# What FRAME Does It Have?



## Big_Guns (Feb 27, 2009)

Ok, new to this, so forgive a newbie. I wanted a gun, so I bought a lovely Smith & Wesson .357, Model 19-4, with 4” barrel.

I want my wife to buy me a Safepacker for my birthday, but in order to do that she needs to know what FRAME my gun has. I have the manual, but it does not say, at least not that I can find.

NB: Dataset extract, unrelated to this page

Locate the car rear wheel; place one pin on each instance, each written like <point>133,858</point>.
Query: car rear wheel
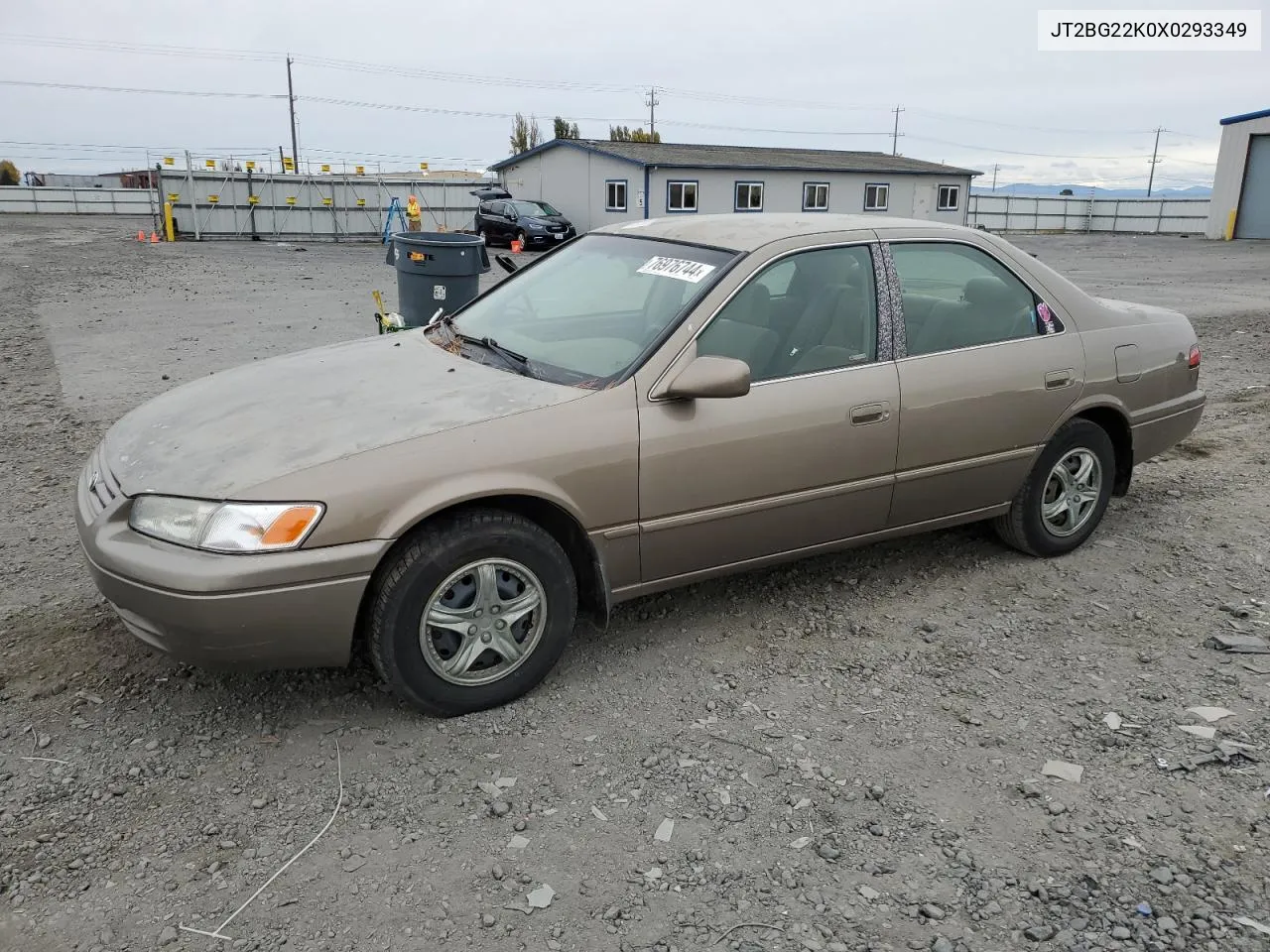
<point>1066,494</point>
<point>471,612</point>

So anybody know the FRAME SIZE on this gun?

Thanks.


----------



## Ptarmigan (Jul 4, 2008)

The model 19 is a K frame. The model 19 is an awesome gun, and one of my favorite revolvers.


----------



## Big_Guns (Feb 27, 2009)

Thanks for the help. It is my first handgun, and I'm enjoying it a lot.


----------



## undrgrnd (Jul 10, 2008)

hey glad you got your answer but you may want to remove the serial number from your post.


----------



## Big_Guns (Feb 27, 2009)

Why remove the serial number?

Looks like another thing I need to learn, sigh.


----------



## hberttmank (May 5, 2006)

Congratulations the 19 is one of the best revolvers ever made.


----------



## Oldman (Apr 16, 2009)

*Mod 19*

I agree the 19 is a really nice gun and I own two of them.

However it is not a heavy duty gun. While it will fire as many rounds as the average shooter will go through, it is still a light frame. High use with hot loads will eventually cause some problems.

That said, I love the S&W lineup and particualrly fond of the .357. I carry in my work and do not feel outgunned since I have six rounds readily available.

Yes, I have several semi autos as well in various calibers but just love the S&W .357 revolvers.


----------